Concetti Chiave
- L'allergia da cibo si manifesta principalmente attraverso sintomi intestinali, come vomito o diarrea, e può portare a orticaria o anafilassi in rari casi.
- Il sistema immunitario umano ha evoluto risposte IgE per combattere parassiti non fagocitabili, utilizzando meccanismi come tosse e vomito per espellerli.
- Negli ultimi 20 anni, la prevalenza delle allergie è raddoppiata, con un aumento significativo anche nei paesi in via di sviluppo, precedentemente a bassa incidenza.
- La teoria dell'igiene suggerisce che l'esposizione precoce a batteri ambientali può regolare il sistema immunitario, riducendo la sensibilizzazione verso antigeni innocui.
- La risposta immunitaria allergica coinvolge la produzione di IgE che si legano a mast cellule, attivandole e causando il rilascio di mediatori come istamina e citochine.
L’allergia da cibo, la via di entrata è orale e provoca problemi a livello intestinale, come vomito o diarrea, orticaria e raramente all’anafilassi.

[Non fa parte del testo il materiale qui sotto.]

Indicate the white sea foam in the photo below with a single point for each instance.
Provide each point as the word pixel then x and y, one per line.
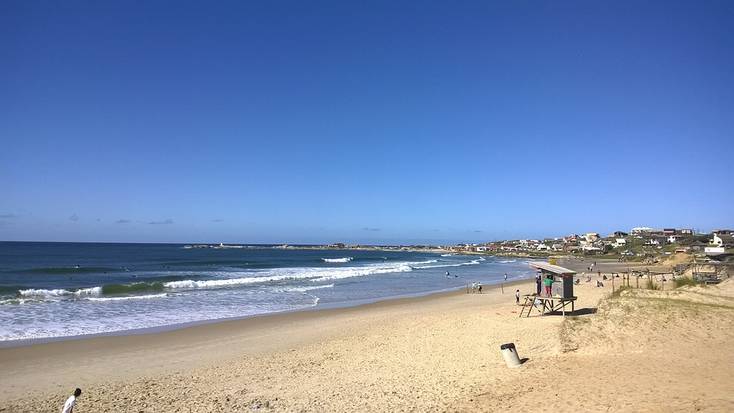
pixel 131 297
pixel 315 274
pixel 337 260
pixel 460 264
pixel 55 293
pixel 305 289
pixel 32 292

Evoluzione del sistema immunitario
Inizialmente, le risposte mediate dalle IgE, sono nate per difendere l’organismo da parassiti pluricellulari come gli elminti (es: verme solitario) che non possono essere fagocitati da macrofagi o neutrofili. Il sistema immunitario ha quindi evoluto una strategia alternativa che permettesse di rimuovere i parassiti attraverso forze fisiche (tosse, starnuto, vomito o diarrea). La risposta immune contro questi parassiti, che di solito entrano attraverso le vie muscose, consiste in una reazione infiammatoria molto intensa. Tali meccanismi riducono il numero dei parassiti ma raramente riescono a estirparli completamente. Queste malattie colpiscono ancora molti paesi nel mondo, dove sono endemiche.
Teoria dell'igiene e sviluppo delle allergie
Nel corso degli anni sono diventati sempre più frequenti questi disturbi allergici, quasi metà della popolazione del Nord America e dell’Europa si è sensibilizzata contro uno o più antigeni ambientali comuni.
La prevalenza di tali malattie si è più che raddoppiata negli ultimi 20 anni. Fino a 10 anni fa i paesi in via di sviluppo riportavano una bassa presenza di allergie ora in continua crescita. Negli ultimi anni è stata sviluppata la teoria dell’igiene, secondo cui un’esposizione precoce durante l’esistenza ad un range elevato di batteri ambientali, porterebbe ad una maturazione regolata del sistema immunitario e ad uno sviluppo precoce delle cellule T regolatorie. Questo porterebbe ad abbassare la possibilità di avere risposte contro antigeni innocui all’ambiente. Il prototipo è la riposta di tipo 2.
Meccanismo di risposta immunitaria
Nella prima fase ci sono dei fattori che determinano la differenziazione del linfocita T Naive verso la risposta TH2. L’epitelio in qualche modo è danneggiato e lascia passare alcune sostanze. Eosinofili, basofili e Mast cellule possono produrre abbondante interleuchina 4. Il meccanismo di induzione avviene subito dopo la produzione delle IgE, le quali si legano alle Mast cellule. Ad un secondo incontro con l’allergene avviene la risposta secondaria veloce che attiva le mast cellule che rilasciano i mediatori. I mastociti vengono attivati dall’aggregazione dei FcεRI causata dal legame di antigeni multivalenti alle IgE legate ai recettori presenti sulla superficie del mastocita. Questo crosslinking determina il rilascio dei granuli che contengono i vari mediatori, prima istamina e mediatori lipidici e secondariamente citochine. Il legame dell’antigene alle IgE alle mast cellule porta anche ad un’amplificazione della produzione delle IgE.
Domande da interrogazione
- Quali sono i principali sintomi dell'allergia alimentare?
- Come si è evoluto il sistema immunitario per affrontare i parassiti?
- Qual è la teoria dell'igiene e come influisce sulle allergie?
L'allergia alimentare provoca sintomi a livello intestinale come vomito e diarrea, oltre a orticaria e, in rari casi, anafilassi.
Il sistema immunitario ha sviluppato risposte mediate dalle IgE per rimuovere parassiti pluricellulari attraverso reazioni infiammatorie intense, come tosse e vomito, anche se raramente riesce a estirparli completamente.
La teoria dell'igiene suggerisce che un'esposizione precoce a un'ampia varietà di batteri ambientali aiuti a maturare il sistema immunitario, riducendo la probabilità di risposte allergiche contro antigeni innocui.